Spokojna niedziela, odwiedziny u znajomych, książka, drobne prace w ogródku, odfajkowywanie paru rzeczy które miałem zrobić w weekend, czytanie jakiegoś artykułu i niespodziewany telefon od znajomej. "Hej A, jak się masz" - już kiedy to mówiłem zdałem sobie sprawę że nie dzwoni aby sobie pogadać, że coś się stało. "S zginął" - powiedziała po prostu - "Był wypadek w górach".
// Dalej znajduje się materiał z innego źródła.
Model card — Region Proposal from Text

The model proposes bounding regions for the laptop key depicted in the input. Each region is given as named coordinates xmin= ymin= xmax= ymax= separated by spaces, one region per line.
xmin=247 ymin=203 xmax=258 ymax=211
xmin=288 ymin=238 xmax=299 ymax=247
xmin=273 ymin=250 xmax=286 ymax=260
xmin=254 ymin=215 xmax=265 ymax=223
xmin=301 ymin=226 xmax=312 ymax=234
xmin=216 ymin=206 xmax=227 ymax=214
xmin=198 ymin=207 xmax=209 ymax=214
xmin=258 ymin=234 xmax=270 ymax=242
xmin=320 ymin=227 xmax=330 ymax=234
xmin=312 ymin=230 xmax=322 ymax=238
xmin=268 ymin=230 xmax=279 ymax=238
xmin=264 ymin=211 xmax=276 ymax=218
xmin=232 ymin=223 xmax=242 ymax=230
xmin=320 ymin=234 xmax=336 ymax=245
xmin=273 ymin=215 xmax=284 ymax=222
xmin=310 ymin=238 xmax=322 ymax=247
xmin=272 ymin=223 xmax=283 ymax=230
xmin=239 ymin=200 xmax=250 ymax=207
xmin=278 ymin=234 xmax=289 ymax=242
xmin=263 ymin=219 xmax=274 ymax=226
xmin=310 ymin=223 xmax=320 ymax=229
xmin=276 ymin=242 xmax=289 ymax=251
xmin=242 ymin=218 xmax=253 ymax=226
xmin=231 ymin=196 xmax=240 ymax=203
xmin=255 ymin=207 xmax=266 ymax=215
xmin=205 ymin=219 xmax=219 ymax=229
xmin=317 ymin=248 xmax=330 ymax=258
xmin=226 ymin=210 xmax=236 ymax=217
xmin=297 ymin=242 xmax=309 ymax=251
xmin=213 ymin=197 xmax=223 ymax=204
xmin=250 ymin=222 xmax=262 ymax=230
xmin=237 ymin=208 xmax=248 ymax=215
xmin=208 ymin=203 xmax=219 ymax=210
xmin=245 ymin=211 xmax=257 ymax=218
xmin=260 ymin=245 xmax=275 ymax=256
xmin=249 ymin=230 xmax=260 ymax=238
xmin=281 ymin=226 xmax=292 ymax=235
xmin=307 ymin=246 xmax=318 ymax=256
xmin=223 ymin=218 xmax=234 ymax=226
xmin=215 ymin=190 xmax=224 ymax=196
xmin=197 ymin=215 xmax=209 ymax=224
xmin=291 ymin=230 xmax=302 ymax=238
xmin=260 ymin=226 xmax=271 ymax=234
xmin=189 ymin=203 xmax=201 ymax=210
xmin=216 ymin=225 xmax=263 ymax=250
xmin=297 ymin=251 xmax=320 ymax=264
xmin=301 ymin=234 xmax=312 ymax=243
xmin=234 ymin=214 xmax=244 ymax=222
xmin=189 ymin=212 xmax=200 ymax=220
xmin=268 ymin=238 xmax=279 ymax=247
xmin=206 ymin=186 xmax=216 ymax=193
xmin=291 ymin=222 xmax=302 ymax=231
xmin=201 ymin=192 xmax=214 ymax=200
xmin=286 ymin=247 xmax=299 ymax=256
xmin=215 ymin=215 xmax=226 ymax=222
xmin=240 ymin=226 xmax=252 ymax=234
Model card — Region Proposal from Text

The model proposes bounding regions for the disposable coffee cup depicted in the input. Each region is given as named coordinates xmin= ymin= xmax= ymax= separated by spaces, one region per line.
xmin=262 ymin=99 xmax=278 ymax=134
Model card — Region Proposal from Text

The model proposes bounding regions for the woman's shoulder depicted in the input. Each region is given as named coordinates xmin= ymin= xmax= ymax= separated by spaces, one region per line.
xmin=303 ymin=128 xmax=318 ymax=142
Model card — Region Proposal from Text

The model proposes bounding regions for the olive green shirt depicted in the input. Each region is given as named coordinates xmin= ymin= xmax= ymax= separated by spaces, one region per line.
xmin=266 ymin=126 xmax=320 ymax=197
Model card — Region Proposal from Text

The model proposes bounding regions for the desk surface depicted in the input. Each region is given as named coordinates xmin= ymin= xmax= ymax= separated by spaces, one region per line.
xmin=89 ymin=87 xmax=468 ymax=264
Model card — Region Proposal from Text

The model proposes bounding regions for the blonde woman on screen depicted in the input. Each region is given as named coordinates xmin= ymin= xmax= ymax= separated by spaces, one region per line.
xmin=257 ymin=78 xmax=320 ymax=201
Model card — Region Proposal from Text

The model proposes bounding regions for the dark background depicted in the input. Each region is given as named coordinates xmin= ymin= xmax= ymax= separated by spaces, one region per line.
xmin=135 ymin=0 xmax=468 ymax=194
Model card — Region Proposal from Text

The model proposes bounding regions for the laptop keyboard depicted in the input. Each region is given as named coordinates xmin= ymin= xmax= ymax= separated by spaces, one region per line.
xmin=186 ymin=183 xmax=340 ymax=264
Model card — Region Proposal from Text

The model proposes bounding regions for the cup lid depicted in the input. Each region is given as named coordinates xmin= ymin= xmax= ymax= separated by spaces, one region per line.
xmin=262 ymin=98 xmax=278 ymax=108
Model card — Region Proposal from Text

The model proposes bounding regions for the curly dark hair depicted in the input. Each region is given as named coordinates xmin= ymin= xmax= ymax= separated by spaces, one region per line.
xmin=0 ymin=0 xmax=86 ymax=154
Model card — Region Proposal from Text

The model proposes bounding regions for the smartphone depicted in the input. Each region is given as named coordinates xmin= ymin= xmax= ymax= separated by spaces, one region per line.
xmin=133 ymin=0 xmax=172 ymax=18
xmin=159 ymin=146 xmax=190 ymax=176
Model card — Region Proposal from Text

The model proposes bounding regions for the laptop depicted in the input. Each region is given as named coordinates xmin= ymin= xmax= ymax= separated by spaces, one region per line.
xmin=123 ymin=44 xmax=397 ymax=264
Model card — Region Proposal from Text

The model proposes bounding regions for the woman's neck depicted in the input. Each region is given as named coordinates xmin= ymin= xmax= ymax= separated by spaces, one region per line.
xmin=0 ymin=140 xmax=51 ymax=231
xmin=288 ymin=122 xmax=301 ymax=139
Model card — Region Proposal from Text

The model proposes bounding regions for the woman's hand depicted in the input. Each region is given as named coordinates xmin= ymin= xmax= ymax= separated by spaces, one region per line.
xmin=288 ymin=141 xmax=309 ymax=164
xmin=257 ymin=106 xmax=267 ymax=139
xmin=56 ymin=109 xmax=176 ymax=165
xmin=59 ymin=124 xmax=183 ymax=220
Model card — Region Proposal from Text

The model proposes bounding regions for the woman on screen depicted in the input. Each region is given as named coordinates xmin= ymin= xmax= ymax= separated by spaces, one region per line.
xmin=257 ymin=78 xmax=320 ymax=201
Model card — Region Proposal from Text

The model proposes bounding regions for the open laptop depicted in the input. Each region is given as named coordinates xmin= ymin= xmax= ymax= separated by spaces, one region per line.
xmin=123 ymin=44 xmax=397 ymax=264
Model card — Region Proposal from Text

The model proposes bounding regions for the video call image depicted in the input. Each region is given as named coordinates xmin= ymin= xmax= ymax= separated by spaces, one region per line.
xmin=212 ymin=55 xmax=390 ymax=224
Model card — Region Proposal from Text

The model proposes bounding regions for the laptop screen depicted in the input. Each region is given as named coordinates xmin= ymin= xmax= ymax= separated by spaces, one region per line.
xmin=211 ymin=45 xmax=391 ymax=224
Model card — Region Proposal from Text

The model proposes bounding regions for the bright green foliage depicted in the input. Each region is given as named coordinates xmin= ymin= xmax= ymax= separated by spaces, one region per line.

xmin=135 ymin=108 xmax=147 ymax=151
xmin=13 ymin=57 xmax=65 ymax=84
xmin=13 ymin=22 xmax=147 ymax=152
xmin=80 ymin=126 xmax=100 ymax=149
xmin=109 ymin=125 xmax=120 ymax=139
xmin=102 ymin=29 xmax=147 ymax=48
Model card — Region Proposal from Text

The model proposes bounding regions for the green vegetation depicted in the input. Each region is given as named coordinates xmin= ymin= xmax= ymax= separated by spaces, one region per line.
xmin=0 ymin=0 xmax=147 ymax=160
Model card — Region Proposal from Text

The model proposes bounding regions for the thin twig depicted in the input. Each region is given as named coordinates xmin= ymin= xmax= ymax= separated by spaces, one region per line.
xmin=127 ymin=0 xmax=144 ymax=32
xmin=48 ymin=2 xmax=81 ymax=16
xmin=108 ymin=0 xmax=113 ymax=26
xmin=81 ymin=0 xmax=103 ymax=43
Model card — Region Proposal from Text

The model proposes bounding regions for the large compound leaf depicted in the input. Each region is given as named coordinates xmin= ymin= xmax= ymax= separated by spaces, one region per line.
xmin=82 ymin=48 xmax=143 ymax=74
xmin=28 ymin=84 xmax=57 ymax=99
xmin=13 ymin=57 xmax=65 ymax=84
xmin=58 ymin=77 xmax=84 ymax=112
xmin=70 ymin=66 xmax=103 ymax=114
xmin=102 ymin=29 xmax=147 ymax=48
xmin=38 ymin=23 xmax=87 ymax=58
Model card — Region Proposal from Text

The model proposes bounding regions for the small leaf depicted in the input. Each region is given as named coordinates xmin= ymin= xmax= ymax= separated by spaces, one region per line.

Rozmawialiśmy jeszcze chwilę. O nim, o S, o jego żonie i dwu dorosłych już córkach. O tym że przecież właśnie dostał awans, właśnie został szefem grupy. Potem trochę o nadchodzącej Wielkanocy. Nie wiedzieliśmy jak skończyć rozmowę. Jak skończyć taką rozmowę?
Tego rodzaju wiadomości nie docierają do nad od razu. Najpierw jest nakładka typowych myśli. Przypominamy sobie kiedy ostatnio rozmawialiśmy i o czym, przypominamy sobie jaki był i czy w ogóle go lubiliśmy. Jego sposób mówienia, jego sposób śmiania się, jego przywary. Potem... potem musi być ta myśl że skurczybyk odszedł robiąc to co kochał i że to przecież jest lepsze niż szpitalne łóżko.
Potem myśli się o dziełach, o tym czego dokonał. I wcale nie przychodzą do głowy zakończone projekty, eksperymenty, prezentacje, publikacje... nie. Raczej fakt że miał żonę, wychował dzieci... to się liczy bardziej niż wszystko inne.
"Zadziwiająco dużo moich znajomych zginęło w górach."
A potem zostaje cisza. Smak mocnego alkoholu w ustach. Cisza w głowie, patrzenie w dal.